In pratica, il Lighthouse cerca start-up, imprese o centri di ricerca in grado di portare nuove idee a proposito di dispositivi da collegare alla platform. «Un mercato dove reperire soluzioni esiste già – continua Girelli – si pensi si dispositivi di controllo dei parametri vitali, a quelli per il rilevamento delle cadute, a quelli di tracciamento delle dotazioni di sicurezza o ancora a quelli per la detection delle emissioni nocive. Ecco, noi cerchiamo delle idee nuove, che consentano un’analisi integrata dei dati di safety provenienti dallo shopfloor». Saranno “favorite” le proposte di start-up e centri di ricerca. «Questo perché, in linea di principio – precisa Girelli – le imprese sono già sul mercato, e quindi le loro soluzioni difficilmente possono garantire quel grado di innovazione che stiamo cercando.

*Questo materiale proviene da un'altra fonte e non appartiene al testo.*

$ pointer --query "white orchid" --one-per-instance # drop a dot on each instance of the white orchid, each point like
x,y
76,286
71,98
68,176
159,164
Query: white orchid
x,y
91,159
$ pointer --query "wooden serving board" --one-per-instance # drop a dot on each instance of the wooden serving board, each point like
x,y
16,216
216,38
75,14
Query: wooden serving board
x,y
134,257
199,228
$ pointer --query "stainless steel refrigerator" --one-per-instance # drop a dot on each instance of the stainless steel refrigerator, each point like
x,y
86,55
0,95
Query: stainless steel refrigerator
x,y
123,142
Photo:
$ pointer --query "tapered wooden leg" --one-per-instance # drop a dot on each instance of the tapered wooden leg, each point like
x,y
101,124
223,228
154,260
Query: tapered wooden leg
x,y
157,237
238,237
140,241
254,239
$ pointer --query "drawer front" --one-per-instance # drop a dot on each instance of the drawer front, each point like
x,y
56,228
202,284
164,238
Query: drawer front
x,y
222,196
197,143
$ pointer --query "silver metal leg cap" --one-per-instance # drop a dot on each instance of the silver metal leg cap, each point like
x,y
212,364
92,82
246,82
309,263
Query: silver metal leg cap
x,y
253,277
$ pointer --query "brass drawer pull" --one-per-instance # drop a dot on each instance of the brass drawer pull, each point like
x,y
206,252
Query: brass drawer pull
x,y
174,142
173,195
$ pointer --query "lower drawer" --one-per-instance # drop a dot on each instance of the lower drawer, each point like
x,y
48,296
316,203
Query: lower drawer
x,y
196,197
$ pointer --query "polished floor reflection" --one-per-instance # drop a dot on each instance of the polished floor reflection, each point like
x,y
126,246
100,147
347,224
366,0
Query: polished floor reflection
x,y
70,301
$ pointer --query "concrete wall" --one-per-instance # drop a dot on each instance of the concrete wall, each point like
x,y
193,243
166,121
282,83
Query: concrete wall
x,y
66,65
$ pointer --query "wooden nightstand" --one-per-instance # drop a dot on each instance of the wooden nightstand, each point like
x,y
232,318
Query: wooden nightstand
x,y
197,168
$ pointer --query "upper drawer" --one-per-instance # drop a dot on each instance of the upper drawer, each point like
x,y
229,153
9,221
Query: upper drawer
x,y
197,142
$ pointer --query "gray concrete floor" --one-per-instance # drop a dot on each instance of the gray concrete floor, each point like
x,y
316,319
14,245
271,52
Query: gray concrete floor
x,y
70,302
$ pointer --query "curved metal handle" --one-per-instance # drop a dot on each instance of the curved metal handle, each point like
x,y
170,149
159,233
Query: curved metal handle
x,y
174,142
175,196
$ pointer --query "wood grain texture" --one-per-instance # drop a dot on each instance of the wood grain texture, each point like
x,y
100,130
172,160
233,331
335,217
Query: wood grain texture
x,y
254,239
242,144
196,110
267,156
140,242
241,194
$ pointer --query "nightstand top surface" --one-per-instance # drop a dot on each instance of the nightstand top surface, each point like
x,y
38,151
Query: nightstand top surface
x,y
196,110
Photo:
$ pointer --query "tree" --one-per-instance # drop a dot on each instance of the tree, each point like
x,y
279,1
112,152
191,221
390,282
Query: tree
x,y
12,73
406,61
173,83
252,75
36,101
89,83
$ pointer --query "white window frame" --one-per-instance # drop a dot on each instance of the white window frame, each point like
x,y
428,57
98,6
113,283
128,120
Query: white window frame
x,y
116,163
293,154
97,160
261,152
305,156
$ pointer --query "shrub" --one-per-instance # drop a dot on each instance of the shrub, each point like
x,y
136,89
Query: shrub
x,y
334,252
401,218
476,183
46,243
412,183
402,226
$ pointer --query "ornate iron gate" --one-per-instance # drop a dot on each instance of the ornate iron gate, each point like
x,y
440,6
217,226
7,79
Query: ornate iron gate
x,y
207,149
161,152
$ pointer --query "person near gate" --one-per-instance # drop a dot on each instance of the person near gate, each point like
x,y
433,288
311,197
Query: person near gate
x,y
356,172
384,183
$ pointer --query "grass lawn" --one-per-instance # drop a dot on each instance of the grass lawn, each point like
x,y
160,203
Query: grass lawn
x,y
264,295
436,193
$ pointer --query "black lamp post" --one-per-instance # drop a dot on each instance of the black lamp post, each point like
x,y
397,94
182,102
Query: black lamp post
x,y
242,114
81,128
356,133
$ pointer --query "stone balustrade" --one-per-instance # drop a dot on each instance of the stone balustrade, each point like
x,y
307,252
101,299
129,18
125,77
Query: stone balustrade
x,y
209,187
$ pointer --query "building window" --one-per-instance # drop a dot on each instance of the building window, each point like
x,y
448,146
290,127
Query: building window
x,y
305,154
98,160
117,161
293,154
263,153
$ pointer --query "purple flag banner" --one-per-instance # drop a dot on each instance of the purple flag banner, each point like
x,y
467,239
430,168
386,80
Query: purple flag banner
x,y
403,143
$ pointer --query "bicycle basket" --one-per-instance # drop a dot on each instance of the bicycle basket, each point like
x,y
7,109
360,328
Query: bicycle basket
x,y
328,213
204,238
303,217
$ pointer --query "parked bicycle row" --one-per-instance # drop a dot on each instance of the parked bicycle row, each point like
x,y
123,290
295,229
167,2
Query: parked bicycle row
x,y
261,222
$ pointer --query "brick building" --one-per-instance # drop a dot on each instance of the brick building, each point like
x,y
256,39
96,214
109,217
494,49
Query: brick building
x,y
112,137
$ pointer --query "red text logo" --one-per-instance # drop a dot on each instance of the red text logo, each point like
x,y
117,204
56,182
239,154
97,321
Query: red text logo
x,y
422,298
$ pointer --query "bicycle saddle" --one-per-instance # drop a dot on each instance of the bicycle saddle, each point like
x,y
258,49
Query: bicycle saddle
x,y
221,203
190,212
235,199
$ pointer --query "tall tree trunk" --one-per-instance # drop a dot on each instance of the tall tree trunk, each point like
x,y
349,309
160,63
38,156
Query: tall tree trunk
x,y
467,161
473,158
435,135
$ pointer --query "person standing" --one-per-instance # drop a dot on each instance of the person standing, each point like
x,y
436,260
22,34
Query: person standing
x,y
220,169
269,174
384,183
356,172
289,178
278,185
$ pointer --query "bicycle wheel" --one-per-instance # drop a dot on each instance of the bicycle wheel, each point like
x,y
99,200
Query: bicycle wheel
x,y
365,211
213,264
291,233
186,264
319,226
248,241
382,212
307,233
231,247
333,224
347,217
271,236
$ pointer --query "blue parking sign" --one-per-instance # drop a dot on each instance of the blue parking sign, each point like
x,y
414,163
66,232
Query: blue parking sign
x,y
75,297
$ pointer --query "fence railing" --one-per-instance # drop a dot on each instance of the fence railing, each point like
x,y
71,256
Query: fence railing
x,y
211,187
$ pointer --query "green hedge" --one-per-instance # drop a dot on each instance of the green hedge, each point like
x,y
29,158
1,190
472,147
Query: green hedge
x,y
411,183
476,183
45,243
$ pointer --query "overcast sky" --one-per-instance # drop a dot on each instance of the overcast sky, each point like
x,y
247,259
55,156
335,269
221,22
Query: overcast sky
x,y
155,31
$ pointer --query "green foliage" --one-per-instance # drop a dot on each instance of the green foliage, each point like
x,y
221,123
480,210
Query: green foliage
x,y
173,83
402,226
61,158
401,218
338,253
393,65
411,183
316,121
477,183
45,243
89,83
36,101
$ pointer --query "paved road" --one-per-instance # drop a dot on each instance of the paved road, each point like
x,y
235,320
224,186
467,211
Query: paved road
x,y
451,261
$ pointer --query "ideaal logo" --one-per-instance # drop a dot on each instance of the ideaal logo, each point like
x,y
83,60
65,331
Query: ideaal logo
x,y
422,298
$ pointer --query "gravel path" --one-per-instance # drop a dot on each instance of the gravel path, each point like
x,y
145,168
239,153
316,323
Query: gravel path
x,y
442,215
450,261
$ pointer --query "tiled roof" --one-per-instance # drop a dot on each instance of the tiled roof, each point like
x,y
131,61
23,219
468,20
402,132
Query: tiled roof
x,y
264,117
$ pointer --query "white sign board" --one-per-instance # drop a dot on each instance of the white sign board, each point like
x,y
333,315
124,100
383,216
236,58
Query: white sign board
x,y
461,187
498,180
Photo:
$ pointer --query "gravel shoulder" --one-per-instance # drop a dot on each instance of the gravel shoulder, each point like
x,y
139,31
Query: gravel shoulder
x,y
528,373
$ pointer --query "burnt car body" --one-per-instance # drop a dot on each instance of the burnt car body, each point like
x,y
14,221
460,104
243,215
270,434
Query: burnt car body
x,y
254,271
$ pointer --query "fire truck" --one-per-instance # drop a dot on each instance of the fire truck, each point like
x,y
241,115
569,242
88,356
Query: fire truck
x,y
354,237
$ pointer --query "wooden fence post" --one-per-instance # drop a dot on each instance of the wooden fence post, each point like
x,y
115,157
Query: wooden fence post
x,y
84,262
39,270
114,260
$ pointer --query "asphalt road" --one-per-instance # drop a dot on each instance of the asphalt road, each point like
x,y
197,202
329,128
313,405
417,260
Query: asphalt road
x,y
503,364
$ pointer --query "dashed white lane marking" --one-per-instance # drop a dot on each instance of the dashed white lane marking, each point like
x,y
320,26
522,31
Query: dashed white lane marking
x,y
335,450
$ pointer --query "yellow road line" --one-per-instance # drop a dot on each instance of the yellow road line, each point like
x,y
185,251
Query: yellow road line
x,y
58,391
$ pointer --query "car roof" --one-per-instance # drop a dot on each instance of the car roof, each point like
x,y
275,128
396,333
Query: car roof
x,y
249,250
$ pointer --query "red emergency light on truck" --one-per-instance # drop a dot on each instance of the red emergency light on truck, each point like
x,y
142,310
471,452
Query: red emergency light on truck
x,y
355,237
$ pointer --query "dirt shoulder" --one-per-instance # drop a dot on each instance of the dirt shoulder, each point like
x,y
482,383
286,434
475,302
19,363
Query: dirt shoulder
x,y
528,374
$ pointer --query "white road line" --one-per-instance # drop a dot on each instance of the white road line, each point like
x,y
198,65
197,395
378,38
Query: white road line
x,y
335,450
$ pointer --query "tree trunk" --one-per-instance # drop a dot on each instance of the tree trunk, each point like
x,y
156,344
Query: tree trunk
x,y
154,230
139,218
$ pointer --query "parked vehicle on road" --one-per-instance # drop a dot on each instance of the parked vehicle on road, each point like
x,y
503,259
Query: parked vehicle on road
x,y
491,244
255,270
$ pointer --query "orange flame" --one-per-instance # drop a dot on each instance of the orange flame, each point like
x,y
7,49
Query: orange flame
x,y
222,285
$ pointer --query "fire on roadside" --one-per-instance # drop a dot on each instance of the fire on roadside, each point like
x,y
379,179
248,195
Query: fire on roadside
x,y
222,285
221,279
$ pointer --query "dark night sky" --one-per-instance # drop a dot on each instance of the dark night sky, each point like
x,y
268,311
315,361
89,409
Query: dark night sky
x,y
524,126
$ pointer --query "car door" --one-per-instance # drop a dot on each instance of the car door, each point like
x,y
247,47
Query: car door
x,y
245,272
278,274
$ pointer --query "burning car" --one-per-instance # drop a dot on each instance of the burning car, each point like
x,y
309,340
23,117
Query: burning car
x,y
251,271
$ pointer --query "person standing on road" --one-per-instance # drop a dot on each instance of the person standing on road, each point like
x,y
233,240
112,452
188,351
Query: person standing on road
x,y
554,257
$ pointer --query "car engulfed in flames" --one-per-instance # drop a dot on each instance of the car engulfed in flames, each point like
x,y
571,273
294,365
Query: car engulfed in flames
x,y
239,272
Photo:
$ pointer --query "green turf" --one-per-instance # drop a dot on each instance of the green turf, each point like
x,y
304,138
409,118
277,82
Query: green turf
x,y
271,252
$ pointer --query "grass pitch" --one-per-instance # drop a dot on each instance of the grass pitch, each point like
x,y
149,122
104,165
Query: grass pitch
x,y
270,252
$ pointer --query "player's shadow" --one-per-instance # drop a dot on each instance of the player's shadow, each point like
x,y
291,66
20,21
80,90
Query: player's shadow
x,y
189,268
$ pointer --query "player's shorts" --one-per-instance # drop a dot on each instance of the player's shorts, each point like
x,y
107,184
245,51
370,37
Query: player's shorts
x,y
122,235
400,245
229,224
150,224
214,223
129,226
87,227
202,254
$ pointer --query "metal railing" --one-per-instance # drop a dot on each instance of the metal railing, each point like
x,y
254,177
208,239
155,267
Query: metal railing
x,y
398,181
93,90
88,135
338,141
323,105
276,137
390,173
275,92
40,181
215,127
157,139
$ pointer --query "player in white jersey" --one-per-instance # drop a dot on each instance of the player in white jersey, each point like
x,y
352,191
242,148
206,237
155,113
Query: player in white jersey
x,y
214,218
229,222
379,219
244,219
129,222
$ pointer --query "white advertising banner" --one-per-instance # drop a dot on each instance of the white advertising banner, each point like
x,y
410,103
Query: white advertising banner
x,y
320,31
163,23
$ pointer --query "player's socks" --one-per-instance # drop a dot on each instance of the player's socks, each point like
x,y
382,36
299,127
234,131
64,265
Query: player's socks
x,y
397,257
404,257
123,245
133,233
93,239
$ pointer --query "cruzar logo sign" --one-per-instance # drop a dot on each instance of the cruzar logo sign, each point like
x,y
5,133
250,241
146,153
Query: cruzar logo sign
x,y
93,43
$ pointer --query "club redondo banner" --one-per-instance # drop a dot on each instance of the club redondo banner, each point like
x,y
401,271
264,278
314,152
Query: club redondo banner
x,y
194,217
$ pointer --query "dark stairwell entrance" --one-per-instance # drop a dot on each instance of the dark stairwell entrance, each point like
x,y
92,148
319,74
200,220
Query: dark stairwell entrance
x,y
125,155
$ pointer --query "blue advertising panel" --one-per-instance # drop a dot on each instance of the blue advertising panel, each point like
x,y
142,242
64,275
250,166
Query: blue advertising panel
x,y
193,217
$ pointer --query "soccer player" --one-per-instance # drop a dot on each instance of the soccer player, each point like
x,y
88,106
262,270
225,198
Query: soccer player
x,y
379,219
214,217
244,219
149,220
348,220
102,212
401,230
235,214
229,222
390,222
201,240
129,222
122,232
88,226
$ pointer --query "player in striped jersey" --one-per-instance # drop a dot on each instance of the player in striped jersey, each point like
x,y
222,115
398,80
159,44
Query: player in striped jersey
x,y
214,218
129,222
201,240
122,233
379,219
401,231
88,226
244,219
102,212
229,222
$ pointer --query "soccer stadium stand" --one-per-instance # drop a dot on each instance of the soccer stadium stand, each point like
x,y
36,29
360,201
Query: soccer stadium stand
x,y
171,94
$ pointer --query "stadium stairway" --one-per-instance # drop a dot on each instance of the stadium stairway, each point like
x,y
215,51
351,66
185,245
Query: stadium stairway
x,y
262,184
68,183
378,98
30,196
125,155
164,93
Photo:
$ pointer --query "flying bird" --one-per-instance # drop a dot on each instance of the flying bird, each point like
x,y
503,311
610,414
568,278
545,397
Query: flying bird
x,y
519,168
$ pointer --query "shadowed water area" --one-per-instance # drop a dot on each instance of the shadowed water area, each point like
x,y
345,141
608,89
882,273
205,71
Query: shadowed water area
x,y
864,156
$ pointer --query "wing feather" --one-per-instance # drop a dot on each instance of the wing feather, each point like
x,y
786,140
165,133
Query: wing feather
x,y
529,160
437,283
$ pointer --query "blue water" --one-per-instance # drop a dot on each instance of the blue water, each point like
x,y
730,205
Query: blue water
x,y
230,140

Selezioneremo idee che non hanno ancora trovato una traduzione nella pratica, ma che possono ottenerla grazie al nostro supporto industriale, tecnologico e finanziario. Insomma, puntiamo su soluzioni cui manca l’ultimo miglio, che però può essere percorso nel Lighthouse».

Andando nel dettaglio, saranno privilegiate soluzioni con componenti “indossabili”, quelle compatibili con tecnologie già presenti negli impianti, quelle che garantiscono la privacy degli operatori, quelle in grado di interfacciarsi con i sistemi di gestione dati delle fabbrica e quelle sostenibili in termini di costi-risultati.  

Elementi di valutazione nella challenge di ORI Martin Tenova

La cyber safety, una declinazione dell’IIoT nel campo della sicurezza personale, è motivo di enorme interesse per il Lighthouse.  D’altra parte l’impianto faro unisce gli sforzi di Tenova, società (del gruppo Techint) con sede a Castellanza (Va) specializzata in soluzioni di ingegneria per l’industria metallurgica e mineraria, e di ORI Martin, azienda bresciana che produce acciai speciali per l’automotive e la meccanica. Nell’acciaieria i rischi per il personale esistono, come la cronaca ci rammenta. Ma il Lighthouse sta lavorando per contenerne la dimensione e la gravità. Peraltro, come si può leggere in questo articolo di Industria Italiana, si intende incrementare l’utilizzo dei robot per le fasi più critiche. L’interesse c’è. «Già diverse start-up si sono fatte vive, per chiedere particolari tecnici di contesto e partecipare alla challenge». Che ne sarà dei vincitori? «Potrebbero divenire “fornitori di idee”, a vario titolo – termina Girelli -; ma anche supplier veri e propri, nel tempo, se progredissero dallo stato di start-up a quello di imprese».